Hastings is a contrarian when it comes to teachers' unions:
Way too many people in the charter movement are anti-union and think the union is the root of the problem.
But if you look across the country, the states that have strong unions – such as New Jersey and Massachusetts – they do incredibly well on education. And the states that have really weak unions – like Mississippi and Arkansas – they don't do as well, so, if anything, the data are significantly t in favor of unions.
We've got to get over this thing that the union is the problem; the problem is the lack of opportunity and innovation, and that's where nonprofit charter schools really help because they have a sense of mission and purpose. And we've seen this other big trend which has been fantastic – tech in education, and that's starting to make a real difference, both in school district and internal policy.
On technology and online learning into which students have been thrust because of Covid, the Netflix CEO believes in giving schools wide decision making:
I think each school should be able to pick what it wants to use and should be a broad market. I'm not endorsing any particular approach.
Generally, we want to get the Internet to be an active part of students' learning so that they can be learning in the classroom and out, as we've been forced to do in this pandemic. So I'm very encouraged and, if you look at how technology has transformed other sectors of our economy, I'm sure it's going to have a positive impact on education, too.
Hastings says that computers can play a substantial role in helping students advance in skills needed for the future:
There's fewer and fewer industrial-manufacturing type jobs, and even those are getting more high-tech.
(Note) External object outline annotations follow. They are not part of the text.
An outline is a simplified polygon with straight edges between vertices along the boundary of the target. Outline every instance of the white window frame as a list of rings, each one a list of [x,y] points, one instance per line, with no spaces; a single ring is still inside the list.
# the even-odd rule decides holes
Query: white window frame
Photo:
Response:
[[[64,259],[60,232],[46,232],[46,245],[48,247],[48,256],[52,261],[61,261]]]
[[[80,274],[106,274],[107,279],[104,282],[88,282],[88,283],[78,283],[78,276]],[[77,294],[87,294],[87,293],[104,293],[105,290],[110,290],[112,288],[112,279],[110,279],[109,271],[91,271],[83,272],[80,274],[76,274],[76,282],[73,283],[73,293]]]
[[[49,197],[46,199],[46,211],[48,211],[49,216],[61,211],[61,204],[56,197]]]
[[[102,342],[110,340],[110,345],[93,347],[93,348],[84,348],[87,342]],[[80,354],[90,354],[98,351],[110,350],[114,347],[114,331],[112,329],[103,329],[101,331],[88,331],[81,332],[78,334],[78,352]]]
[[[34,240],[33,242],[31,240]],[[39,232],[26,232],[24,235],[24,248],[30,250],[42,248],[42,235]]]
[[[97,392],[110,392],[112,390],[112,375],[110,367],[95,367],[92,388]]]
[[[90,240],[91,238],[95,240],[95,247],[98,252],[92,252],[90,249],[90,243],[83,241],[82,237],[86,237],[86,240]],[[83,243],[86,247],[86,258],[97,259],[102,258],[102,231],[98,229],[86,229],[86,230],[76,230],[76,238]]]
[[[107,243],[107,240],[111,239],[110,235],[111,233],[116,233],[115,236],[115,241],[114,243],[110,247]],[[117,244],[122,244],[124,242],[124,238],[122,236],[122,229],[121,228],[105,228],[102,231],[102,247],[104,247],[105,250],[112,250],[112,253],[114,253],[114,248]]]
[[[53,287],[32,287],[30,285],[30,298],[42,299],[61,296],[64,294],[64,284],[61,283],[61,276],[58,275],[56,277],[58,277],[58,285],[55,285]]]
He has also always been a proponent of accountability and worries that the backlash against testing, including in colleges, which are moving away from SATs and ACTs in favor of just grades, "is a big overcorrection" and will result in grade inflation. He believes that we need to invest more in more accurate testing. The self-described progressive is also not a fan of school boards, which he sees as an impediment to stable school district leadership. But he is hopeful that education can help lessen the polarization that is such an unfortunate aspect of public life today:
Our society is struggling with two big innovations. One is cable news and talk radio – specialized media – which gives people what they want in their viewing choices but reinforces their viewpoint, whether that's left or right. The other is social media, which has done that in spades.
That pushes on us quite hard, and our society hasn't yet figured out how to deal with that. I'm confident we will see a series of course corrections so that we can get back to a more thoughtful, more curious discourse.
That ability to disagree and try to see the other person's perspective is something that we can build more of with education.
His advice for those who want to help accomplish that?
Well, if you're a social entrepreneur, on the nonprofit side, then I would build a charter school network that's better than all the others. Build on what's been done and deliver incredible results for kids.
If you're on the for-profit side, I would probably do Ed Tech and try to [create] amazing global learning solutions that you can sell to people all around the world; those are some really big opportunities.